Cosa possiamo fare come singoli individui?
Ma cosa può fare, il singolo individuo di fronte a processi così grandi e così fuori dalla portata e dal controllo individuale?
Può cominciare con l’interessarsi a quanto sta succedendo, col sentirsi coinvolto e partecipe. Può continuare con quei piccoli gesti della vita quotidiana che rappresentano una goccia nel mare- la raccolta differenziata dei rifiuti, evitare gli sprechi d’acqua, elettricità, benzina, eserciate pressione diretta sui governi per l’attuazione di strategie migliori, e diventando consumatori consapevoli, favorendo quei prodotti frutto di modalità più rispettose sia dell’ambiente sia dei lavoratori; in generale consumando meno-, tenendo presente che il mare, del resto, è fatto di innumerevoli gocce.

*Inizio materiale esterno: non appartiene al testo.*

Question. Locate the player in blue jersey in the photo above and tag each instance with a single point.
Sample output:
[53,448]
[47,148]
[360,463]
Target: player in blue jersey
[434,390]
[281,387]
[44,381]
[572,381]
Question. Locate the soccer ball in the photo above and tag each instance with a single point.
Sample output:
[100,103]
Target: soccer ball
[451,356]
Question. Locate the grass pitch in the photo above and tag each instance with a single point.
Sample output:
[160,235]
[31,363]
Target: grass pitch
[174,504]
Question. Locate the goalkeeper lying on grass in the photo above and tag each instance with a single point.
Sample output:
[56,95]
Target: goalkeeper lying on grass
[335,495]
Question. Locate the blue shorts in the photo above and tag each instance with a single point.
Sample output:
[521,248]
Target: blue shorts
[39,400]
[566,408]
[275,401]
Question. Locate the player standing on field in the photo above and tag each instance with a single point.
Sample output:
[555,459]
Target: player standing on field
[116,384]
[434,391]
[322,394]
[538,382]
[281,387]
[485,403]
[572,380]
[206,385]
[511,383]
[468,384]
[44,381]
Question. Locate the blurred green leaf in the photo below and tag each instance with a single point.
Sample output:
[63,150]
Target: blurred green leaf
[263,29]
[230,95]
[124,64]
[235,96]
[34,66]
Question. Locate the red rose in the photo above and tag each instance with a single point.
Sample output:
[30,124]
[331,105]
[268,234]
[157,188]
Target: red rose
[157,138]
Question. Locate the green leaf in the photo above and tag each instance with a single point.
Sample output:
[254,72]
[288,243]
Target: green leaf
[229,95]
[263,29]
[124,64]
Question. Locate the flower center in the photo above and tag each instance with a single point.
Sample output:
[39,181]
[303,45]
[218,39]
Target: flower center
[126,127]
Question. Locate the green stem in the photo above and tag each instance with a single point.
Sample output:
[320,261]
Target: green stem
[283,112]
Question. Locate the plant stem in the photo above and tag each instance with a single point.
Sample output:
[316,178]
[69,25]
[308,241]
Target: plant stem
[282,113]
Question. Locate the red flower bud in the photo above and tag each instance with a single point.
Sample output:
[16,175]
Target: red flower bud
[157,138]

Bisogna uscire dall’adolescenza e diventare adulti occupandoci prima di tutto dei propri equilibri ecologici interni.
Cosa vuol dire?
Che il contributo più grande che possiamo dare nel qui e ora, tutti noi – senza eccezione – è quello di impegnarci in prima persona a rispettare quei valori che vorremmo alla base di un buon rapporto con l’ambiente, valori che si esplicano nei piccoli gesti della vita quotidiana, nelle interazioni con le persone che abbiamo più vicino, nelle scelte che facciamo non solo nelle grandi, ma nelle piccole cose. Questo con il tempo si tradurrà a sua volta in azioni e realizzazioni concrete e rispettose dell’individualità e della vita.
Dobbiamo evolvere e maturare a livello personale, sociale e umano verso quel salto di qualità che il tempo attuale ci costringe a compiere. Sono i tempi a chiederlo, non possiamo più girarci dall’altra parte.
Bisogna diventare terrestri consapevoli, cittadini attivi del pianeta Terra.